Who funds the future?

How private credit, tokenisation and sector convergence are reshaping the funding landscape


Yuval Noah Harari observes in his landmark book Sapiens1 that money is “the most universal and efficient system of mutual trust ever devised.” In ancient times, that trust underpinned coins and ledgers. Today, trust is being reinvented by private credit, tokenisation and sector convergence.

This reinvention brings challenges, from regulatory complexity to operational risk and multi‑jurisdictional hurdles. But it also opens new possibilities: unlocking capital, widening investor access and enabling entirely new ways of structuring, funding and trading assets. The decisions we make and the innovations we embrace today will shape the future of finance for years to come.

The asset class of the future

Private credit has emerged as one of the defining pillars of alternative finance and the asset class of the new economy. Once a niche form of direct lending, it is now a major source of capital for companies of all sizes, particularly those underserved by traditional banks. The scale of this shift is striking: the global private credit market has now surpassed $3.5 trillion in assets under management2, with deployment volumes growing sharply year-on-year across corporate, asset-backed, real estate and infrastructure lending.

As the private credit market matures, asset managers are building specialised teams and dedicated funds that go beyond straightforward direct lending and structuring more complex, bespoke solutions. Credit investors can take equity positions through restructurings or “loan to own” strategies.

What makes private credit so compelling is its ability to deliver customised solutions at speed, something conventional banks often struggle to do. Regulatory constraints and internal policies can slow banks down, whereas private credit providers can act quickly, tailoring terms to specific needs.

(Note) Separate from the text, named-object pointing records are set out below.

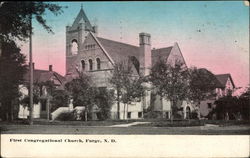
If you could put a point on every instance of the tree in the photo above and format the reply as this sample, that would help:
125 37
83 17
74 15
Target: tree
12 68
128 86
227 107
83 92
15 18
202 84
244 104
60 98
104 100
171 82
15 24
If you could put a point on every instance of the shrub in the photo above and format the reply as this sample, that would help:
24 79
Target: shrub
66 116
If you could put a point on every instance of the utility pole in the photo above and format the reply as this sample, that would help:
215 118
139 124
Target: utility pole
31 74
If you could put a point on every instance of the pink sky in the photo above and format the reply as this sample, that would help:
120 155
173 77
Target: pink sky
220 46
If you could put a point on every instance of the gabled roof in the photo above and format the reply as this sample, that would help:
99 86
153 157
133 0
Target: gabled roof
82 18
119 51
160 53
40 76
222 78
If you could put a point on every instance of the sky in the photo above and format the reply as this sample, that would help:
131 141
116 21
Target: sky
212 35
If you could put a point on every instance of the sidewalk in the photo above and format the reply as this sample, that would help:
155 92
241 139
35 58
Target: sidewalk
129 124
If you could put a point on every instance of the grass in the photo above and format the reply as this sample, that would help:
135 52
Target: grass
153 122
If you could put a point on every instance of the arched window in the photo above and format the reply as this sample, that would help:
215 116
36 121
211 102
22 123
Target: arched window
83 65
90 64
74 48
98 62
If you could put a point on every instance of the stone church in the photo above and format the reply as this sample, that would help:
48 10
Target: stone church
96 56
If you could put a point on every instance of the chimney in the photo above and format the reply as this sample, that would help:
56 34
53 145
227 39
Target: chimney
145 53
50 68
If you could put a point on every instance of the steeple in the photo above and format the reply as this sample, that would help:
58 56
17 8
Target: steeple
82 18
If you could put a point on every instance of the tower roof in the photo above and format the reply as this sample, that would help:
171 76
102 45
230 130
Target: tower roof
82 18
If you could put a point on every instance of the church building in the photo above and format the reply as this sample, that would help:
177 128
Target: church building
96 56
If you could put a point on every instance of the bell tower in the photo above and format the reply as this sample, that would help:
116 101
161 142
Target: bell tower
75 36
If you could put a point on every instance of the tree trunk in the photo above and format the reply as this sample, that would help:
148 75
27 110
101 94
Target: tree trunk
118 104
11 112
124 111
172 111
127 111
86 114
48 108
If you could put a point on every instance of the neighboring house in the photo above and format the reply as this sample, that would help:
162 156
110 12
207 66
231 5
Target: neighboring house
40 76
96 56
225 85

“Investment banks have long played an important role in originating and structuring these deals,” explains Ester Chow. “What’s changed is the breadth of options now available. Alongside banks, some investors and debt managers are choosing to originate and hold assets directly, giving borrowers greater flexibility in how transactions are executed.”

Partnerships between banks and private credit funds are increasingly common, expanding funding sources while introducing new strategic and risk considerations. “We’re seeing a clear continuous evolution in sources of funding” observes Amer Siddiqui. “And as a result, funders are working together in more flexible ways. Sometimes it’s purely private credit, sometimes it’s a mix of bank and private credit.”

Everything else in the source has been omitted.